Examples of misuse include:

- Labelling basic online portals or information websites as Single Windows, despite lacking key features like standardised data submission or interagency coordination.
- Calling sector-specific platforms, such as Port Community Systems or Cargo Community Systems, Single Windows when they don't cover all import, export, and transit-related regulatory requirements.
- Misrepresenting partial implementations as full Single Windows, even when they only cover a limited number of agencies or processes.
- Using the term for systems that do not provide a single entry point for data submission or require multiple submissions of the same information.
- Applying the label to projects that lack government mandate or don't include all relevant cross-border regulatory agencies.

These misuses can lead to inflated claims about trade facilitation progress and hinder the development of true Single Window systems.

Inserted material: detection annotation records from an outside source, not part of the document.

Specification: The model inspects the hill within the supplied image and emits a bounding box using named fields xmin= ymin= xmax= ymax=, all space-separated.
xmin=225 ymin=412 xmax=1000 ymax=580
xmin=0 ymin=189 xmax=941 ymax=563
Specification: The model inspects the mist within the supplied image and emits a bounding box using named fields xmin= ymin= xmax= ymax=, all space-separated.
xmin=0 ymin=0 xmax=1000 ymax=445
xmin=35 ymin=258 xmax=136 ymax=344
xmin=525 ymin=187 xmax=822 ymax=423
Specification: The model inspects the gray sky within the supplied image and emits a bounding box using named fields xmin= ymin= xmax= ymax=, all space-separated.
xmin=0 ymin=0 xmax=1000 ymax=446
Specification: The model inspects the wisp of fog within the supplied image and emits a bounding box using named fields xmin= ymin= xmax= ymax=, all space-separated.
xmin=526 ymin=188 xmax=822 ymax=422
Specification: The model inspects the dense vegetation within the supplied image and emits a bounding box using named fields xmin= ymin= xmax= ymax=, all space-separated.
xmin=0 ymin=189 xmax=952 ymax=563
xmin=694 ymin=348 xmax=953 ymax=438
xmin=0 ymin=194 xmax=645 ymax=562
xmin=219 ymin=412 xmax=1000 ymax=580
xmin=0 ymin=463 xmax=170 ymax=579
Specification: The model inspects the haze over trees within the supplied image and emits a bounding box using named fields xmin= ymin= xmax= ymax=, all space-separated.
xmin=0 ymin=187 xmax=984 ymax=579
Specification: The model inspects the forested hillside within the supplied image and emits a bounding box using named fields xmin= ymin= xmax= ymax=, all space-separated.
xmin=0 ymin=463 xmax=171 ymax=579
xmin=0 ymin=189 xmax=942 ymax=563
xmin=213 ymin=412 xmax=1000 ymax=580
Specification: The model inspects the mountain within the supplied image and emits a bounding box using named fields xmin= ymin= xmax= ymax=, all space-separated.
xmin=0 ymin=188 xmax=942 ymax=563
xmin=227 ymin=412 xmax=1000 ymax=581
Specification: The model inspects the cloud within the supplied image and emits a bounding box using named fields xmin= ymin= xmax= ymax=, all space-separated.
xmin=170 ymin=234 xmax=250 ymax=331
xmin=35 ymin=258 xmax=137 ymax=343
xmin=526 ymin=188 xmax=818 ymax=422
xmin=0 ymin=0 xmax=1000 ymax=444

== Global recognition of the Single Window (SW) concept ==
The SW is globally recognised as an essential tool for improving trade facilitation and reducing trade barriers. Its adoption is driven by UN recommendations, WTO mandates, and regional trade agreements, making it a cornerstone of modern customs management. With continued support from international organizations and development banks, the Single Window is helping countries achieve greater transparency, efficiency, and integration in global trade networks.

=== United Nations Recognition ===

==== UN/CEFACT Recommendation No. 33 (2005) ====
The UN Centre for Trade Facilitation and Electronic Business (UN/CEFACT) defines and promotes the Single Window as a global standard for trade facilitation. Recommendation No. 33 has become the foundation for many national and regional Single Window implementations.

It advocates for data standardisation, interoperability, and collaboration between public and private sectors.

==== UNESCAP Framework ====
The United Nations Economic and Social Commission for Asia and the Pacific (UNESCAP) actively supports Single Window implementation across the Asia-Pacific region through the Framework Agreement on Facilitation of Cross-border Paperless Trade in Asia and the Pacific.

The framework promotes the use of paperless trade technologies and regional interoperability to facilitate trade flows.

==== World Trade Organization (WTO) Recognition ====
WTO Trade Facilitation Agreement (TFA) - Article 10.4

The WTO formally recognises the Single Window in Article 10.4 of the TFA, which mandates members to:

- Establish a Single Window to streamline regulatory procedures.
- Enable data sharing among authorities to reduce redundancy.
- Provide transparent and accessible systems for traders.

The TFA has made the adoption of Single Windows a global obligation for WTO members, fostering its widespread implementation.

==== World Customs Organization (WCO) Endorsement ====
The World Customs Organization (WCO) Revised Kyoto Convention (RKC), which promotes simplified customs procedures, endorses the use of Single Windows as a key mechanism for modernising customs processes.

The WCO Single Window Compendium offers practical guidance to customs authorities in implementing and operating Single Windows.